As I work at holiday preparations I often muse about what will make this Christmas memorable. It's not always possible to predict - some of the best memories are completely unplanned, but not all. As I look back over my Christmas memories it seems like it's about half and half. Half of my favorite memories were created by someone's intention: carefully chosen gifts, invited guests, inspired worship. Others were happenstance: blizzards, random encounters, life-stages. Either way, memories shape both our anticipation and our definition of Christmas.
I have many memories of Christmases past. Most of them make me smile. Two have shaped my Christmas perceptions more than any of the others. The first is probably from around age six. That was the year my mom introduced the tradition of Jesus' birthday cake. I can remember singing Happy Birthday to Jesus on Christmas day. There were even candles. It made the central point of the whole celebration so clear to me. The second was my last Christmas before becoming a parent. I was, as they say in the Bible, great with child. There would be no traveling to parents or in-laws that year. I remember hearing the Christmas story that year as if for the first time: a young couple, far from home, a child about to be born. . . it was God's story and it was my story.
Like Mary, I have pondered these, and many other memories, in my heart for years. Some of them may bear little resemblance to the "facts" of the event or to someone else's memory of it. They are my memories, and they are part of who I am. Like a river running through the hills, my memories have shaped the landscape of my life. They have rounded the sharp places and created new routes in my thoughts. Looking for things worth remembering is a useful habit, especially if you choose well.

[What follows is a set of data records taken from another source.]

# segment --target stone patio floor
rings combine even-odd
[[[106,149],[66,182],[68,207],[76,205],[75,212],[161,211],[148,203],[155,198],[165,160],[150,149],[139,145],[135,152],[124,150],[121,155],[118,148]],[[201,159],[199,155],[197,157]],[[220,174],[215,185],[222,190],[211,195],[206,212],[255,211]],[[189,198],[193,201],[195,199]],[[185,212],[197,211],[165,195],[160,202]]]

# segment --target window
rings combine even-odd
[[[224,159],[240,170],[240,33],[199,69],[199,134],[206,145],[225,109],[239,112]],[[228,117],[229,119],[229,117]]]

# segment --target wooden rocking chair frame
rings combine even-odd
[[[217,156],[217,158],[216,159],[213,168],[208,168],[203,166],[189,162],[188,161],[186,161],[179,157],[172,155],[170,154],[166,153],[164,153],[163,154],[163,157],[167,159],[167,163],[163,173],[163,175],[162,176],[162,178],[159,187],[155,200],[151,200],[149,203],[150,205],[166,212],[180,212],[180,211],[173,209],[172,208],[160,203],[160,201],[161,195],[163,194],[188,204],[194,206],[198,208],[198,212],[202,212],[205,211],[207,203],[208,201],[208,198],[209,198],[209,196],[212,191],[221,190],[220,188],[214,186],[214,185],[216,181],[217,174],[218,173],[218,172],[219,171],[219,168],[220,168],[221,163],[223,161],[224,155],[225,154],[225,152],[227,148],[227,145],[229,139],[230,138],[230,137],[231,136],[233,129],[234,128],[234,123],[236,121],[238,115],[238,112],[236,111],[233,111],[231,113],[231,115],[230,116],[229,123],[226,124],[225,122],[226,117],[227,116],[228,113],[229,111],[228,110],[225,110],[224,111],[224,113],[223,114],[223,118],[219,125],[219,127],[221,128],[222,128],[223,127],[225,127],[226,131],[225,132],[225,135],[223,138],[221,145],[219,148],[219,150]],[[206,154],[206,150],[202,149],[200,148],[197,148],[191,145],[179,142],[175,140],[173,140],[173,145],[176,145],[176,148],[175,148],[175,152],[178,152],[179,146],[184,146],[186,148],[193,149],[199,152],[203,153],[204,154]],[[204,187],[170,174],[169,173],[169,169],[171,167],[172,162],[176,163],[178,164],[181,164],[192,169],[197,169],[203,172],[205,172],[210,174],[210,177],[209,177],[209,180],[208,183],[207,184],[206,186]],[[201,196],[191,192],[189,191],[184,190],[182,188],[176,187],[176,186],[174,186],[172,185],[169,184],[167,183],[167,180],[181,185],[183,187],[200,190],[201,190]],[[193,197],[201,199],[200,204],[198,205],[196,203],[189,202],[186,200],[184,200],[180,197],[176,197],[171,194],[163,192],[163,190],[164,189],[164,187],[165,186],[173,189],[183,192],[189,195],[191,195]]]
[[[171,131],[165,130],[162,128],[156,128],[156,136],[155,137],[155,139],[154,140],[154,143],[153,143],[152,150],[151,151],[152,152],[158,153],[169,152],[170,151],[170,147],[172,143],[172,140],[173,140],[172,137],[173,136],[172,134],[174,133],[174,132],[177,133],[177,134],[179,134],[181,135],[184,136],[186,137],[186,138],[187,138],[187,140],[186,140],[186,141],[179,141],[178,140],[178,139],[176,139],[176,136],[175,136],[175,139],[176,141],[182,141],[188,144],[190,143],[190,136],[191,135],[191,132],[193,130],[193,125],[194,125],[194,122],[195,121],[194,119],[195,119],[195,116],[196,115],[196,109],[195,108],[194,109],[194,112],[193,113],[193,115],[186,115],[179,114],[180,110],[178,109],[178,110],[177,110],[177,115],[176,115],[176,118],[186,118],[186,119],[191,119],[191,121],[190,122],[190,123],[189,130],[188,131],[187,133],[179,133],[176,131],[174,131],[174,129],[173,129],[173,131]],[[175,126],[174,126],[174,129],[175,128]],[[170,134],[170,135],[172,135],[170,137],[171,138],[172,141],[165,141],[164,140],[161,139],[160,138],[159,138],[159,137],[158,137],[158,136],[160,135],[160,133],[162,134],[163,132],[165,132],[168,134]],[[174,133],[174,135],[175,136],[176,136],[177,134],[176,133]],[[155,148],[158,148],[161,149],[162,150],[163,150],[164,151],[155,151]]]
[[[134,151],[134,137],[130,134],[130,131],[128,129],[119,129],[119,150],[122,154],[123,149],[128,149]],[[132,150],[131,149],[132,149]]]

I know, and we all know, people who seem to remember all the slights, the hurts and the disappointments of their lives. While they may truly never have had a happy moment to remember, I think it's more likely that their constant focus on past hurt has blinded them to the good things in the present. Others are constantly comparing this year to their "perfect" memories of Christmas past and always feeling that the present falls short. This is equally blinding. We can't really focus on two things at the same time. This is where looking for things worth remembering can be helpful. If we are looking for things to happily remember in the future, we will not be busy remembering unhappy things from the past or finding fault with the present. (I'm not advocating for pretending things never happened or that everything is perfect when it's not.) I am just choosing to make memories in the present. To BE PRESENT in the present and not lost in the past.
Have yourself a merry little Christmas and please, make some wonderful memories!